Ich liebe es, durch den Regen zu tanzen. Der Fuß, der linke, er muss vorsichtig nach vorne geschoben werden, hinaus aus der Umgrenzung des Regenschirms, hinaus in die Unwirtlichkeit der Regenwelt. Hat man seinen Schuh einweichen lassen, schlägt man für Sekunden den Schirm zur Seite, man reißt sich das mobile Dach vom Kopf, setzt sich den Einschlägen aus, die wie tausend Gewehrkugeln auf einen niederprasseln. Getroffen fällt man zu Boden, man wälzt sich durch eine Pfütze, aufschreiend, ist man doch durchsiebt, ist man doch ein Opfer, das von den Scharfschützen des Himmels soeben hingerichtet wurde. So geht er, mein Regentanz, der eine Verbeugung vor den vielen Kriegsopfern dieser Welt ist.

Ich tanzte ihn oft bei Familienfeiern, die uns alle draußen stehen und auf Regen warten ließen, wollte man meine Sterbezeremonie doch sehen, so viel war schon darüber erzählt worden, über meinen geöffneten Mund, der einzelne Tropfen auffing, von meinem zuckenden Körper war berichtet worden, der sich ins Jenseits vibrierte, bis ich schließlich meine Auferstehung feierte, patschnass, aber glücklich, mich unter den Schirm retten zu können.

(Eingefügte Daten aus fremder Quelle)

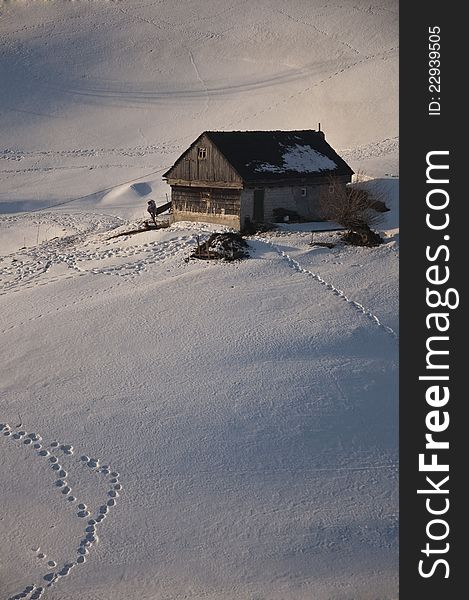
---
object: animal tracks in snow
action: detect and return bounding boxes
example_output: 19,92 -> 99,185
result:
253,236 -> 398,339
0,423 -> 122,600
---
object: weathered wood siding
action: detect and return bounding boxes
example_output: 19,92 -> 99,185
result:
167,135 -> 242,188
240,183 -> 345,225
171,185 -> 241,229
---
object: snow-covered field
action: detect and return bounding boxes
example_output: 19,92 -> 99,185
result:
0,0 -> 399,600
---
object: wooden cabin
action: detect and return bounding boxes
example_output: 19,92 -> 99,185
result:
163,129 -> 353,230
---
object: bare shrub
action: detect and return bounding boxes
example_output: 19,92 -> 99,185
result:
321,177 -> 389,246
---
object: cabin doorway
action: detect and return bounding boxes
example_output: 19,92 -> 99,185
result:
253,190 -> 265,223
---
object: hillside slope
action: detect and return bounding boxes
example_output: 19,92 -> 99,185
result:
0,0 -> 399,600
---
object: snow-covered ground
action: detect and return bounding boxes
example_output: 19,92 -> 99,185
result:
0,0 -> 399,600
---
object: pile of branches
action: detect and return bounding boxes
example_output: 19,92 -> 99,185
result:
342,223 -> 383,248
191,232 -> 249,261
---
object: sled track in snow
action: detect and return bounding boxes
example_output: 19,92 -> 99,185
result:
252,236 -> 399,340
0,230 -> 196,296
0,423 -> 122,600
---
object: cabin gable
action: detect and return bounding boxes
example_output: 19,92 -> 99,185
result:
164,133 -> 243,188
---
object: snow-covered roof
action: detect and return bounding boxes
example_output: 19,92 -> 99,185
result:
201,129 -> 353,182
250,144 -> 337,173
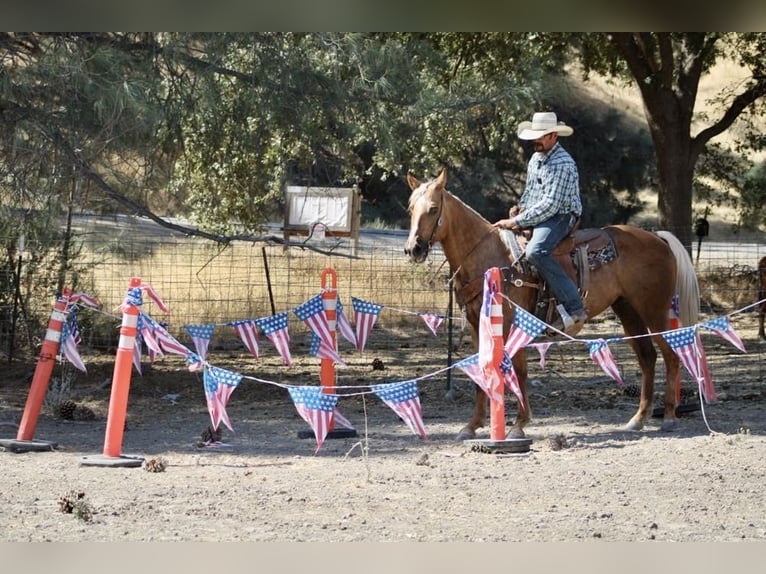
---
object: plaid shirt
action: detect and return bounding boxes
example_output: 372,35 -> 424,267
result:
515,142 -> 582,227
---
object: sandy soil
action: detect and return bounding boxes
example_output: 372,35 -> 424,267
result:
0,315 -> 766,542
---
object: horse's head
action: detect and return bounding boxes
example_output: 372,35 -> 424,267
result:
404,169 -> 447,263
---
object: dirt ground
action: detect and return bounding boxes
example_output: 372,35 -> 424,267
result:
0,315 -> 766,542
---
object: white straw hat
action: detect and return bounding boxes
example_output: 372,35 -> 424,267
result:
516,112 -> 574,140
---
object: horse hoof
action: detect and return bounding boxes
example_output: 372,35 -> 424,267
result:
622,419 -> 644,432
660,419 -> 678,432
455,427 -> 476,442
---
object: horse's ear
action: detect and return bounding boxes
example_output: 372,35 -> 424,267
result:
407,172 -> 420,191
436,167 -> 447,187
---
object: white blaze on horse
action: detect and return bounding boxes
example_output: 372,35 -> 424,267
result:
404,170 -> 699,440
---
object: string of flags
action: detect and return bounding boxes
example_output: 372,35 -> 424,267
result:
60,285 -> 762,451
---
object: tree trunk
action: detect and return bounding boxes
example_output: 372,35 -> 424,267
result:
647,121 -> 694,253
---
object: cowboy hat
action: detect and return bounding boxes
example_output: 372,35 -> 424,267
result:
516,112 -> 574,140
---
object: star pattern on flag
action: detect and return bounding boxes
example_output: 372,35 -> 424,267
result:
202,367 -> 242,432
351,297 -> 383,353
371,381 -> 426,439
505,306 -> 548,357
455,353 -> 501,400
338,296 -> 356,348
588,339 -> 623,385
309,331 -> 346,366
662,327 -> 705,398
60,312 -> 88,373
418,313 -> 444,336
255,311 -> 293,367
287,387 -> 338,452
293,295 -> 335,348
227,319 -> 258,359
702,315 -> 747,353
184,323 -> 215,359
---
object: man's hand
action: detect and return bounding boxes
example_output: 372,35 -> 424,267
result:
493,217 -> 521,231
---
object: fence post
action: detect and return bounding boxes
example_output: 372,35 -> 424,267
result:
80,277 -> 143,467
0,287 -> 72,452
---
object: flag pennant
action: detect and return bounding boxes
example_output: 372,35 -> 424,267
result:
229,319 -> 258,359
136,313 -> 162,361
309,331 -> 346,366
338,296 -> 356,347
702,315 -> 747,353
133,338 -> 143,375
255,311 -> 293,367
287,386 -> 338,453
500,352 -> 527,410
370,381 -> 426,439
662,327 -> 714,402
69,293 -> 101,309
293,295 -> 335,348
184,323 -> 215,360
202,367 -> 242,432
351,297 -> 383,353
418,313 -> 444,336
505,305 -> 548,357
530,342 -> 553,369
144,315 -> 191,357
61,313 -> 88,373
588,339 -> 624,385
139,283 -> 169,313
455,353 -> 503,400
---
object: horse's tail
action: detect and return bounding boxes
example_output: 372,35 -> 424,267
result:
656,231 -> 700,327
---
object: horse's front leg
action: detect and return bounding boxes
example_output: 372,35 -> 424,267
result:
506,349 -> 532,438
623,337 -> 660,431
455,386 -> 489,441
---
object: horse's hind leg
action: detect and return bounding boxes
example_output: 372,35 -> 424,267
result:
612,299 -> 660,431
655,337 -> 681,432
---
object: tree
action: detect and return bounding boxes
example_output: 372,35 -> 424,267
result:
575,32 -> 766,248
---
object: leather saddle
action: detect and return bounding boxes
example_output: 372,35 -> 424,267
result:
505,224 -> 618,323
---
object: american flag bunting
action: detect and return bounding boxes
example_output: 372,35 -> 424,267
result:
338,295 -> 356,347
588,339 -> 623,385
61,313 -> 87,373
702,315 -> 747,353
255,312 -> 293,367
293,295 -> 335,348
418,313 -> 444,336
662,327 -> 715,402
351,297 -> 383,353
287,387 -> 338,453
455,353 -> 503,401
202,367 -> 242,432
505,305 -> 548,357
184,323 -> 215,359
309,331 -> 346,365
229,319 -> 258,359
371,381 -> 426,439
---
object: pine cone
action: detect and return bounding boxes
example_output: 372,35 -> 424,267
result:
59,490 -> 85,514
72,405 -> 96,421
202,426 -> 223,442
372,359 -> 386,371
58,401 -> 77,421
141,456 -> 168,472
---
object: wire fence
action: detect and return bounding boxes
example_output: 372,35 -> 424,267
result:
2,218 -> 766,396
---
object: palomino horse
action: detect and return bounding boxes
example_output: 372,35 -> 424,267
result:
404,170 -> 699,440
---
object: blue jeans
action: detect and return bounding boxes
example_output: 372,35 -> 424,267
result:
526,213 -> 583,315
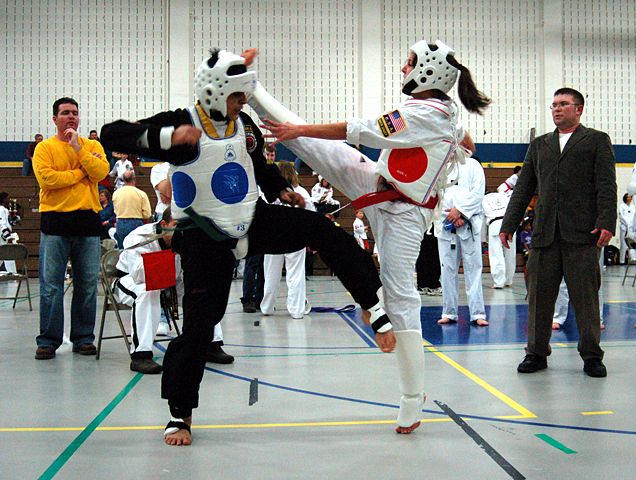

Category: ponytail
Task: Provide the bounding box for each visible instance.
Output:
[446,55,492,115]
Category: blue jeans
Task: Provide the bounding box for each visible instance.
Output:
[36,233,100,348]
[242,254,265,305]
[115,218,144,249]
[22,158,33,177]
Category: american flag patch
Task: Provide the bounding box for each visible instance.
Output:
[378,110,406,137]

Mein Regentanz hat nicht allen Freude gemacht, in Südhessen, ich kann mich an eine lange Regenperiode erinnern, nahm man es mir übel, ja, man warf mir vor, die Sorgen und Nöte der Leute in den Schmutz zu ziehen, weil ich, neben ihnen stehend, die sie weinten und zitterten, trotzdem meinen Tanz aufführte, und das, obwohl der Regen bereits ihre Häuser fortgeschwemmt hatte. Andere Landstriche wiederum luden mich als Regenmacher ein, sie hofften, würde ich den ersten legendären Schritt wagen, käme auch der Regen, er würde es sich nicht nehmen lassen, die Schlaglöcher zu füllen, damit ich darin treiben könnte, wie eine Leiche, ich, der Regentänzer, der dem Regen zu Ehren einen so wundervollen Tanz entwickelt hatte, dass er sich sehen lassen musste, besaß er einen Rest von Anstand.

Ich spielte in Filmen, mit meiner Partnerin Ginger Rohm (Name geändert). Wir durchtanzten so manchen künstlichen Regen, sei es einer in Rom, sei es der auf einem fernen Planeten. Besonders hat sich mir der Film „Regen auf dem Mars“ eingeprägt, in dem ich einen tanzenden Astronauten spiele, der auf dem Mars landet und feststellt, dass, wenn es mal regnen würde, sich aus dem Marsstaub ein Mädchen formen würde. Alles sehr wirr und verworren, und der Film wurde zurecht ein Flop, auch wenn ich die Szene liebe, in der Ginger und ich über die Marsoberfläche sausen, jeder Schritt synchron mit dem des Partners, und das im Regen, der den Mars allmählich überschwemmt, nicht ohne zuvor zahllose Marsmädchen aus dem Staub entstehen zu lassen, die sich uns nach und nach anschließen, bis wir schließlich alle über die Marsoberfläche tanzen, ein Heer aus Tänzerinnen, sodass der Planet sein Gleichgewicht verliert und aus seiner Umlaufbahn kippt, um verloren ins Weltall zu treiben. Möchte ich freundlich sein, würde ich hier von einem gewagten Drehbuch sprechen, und ich bin freundlich, bin und bleibe der Tänzer, der ich seit vielen Jahren bin.

Guten Morgen, Welt!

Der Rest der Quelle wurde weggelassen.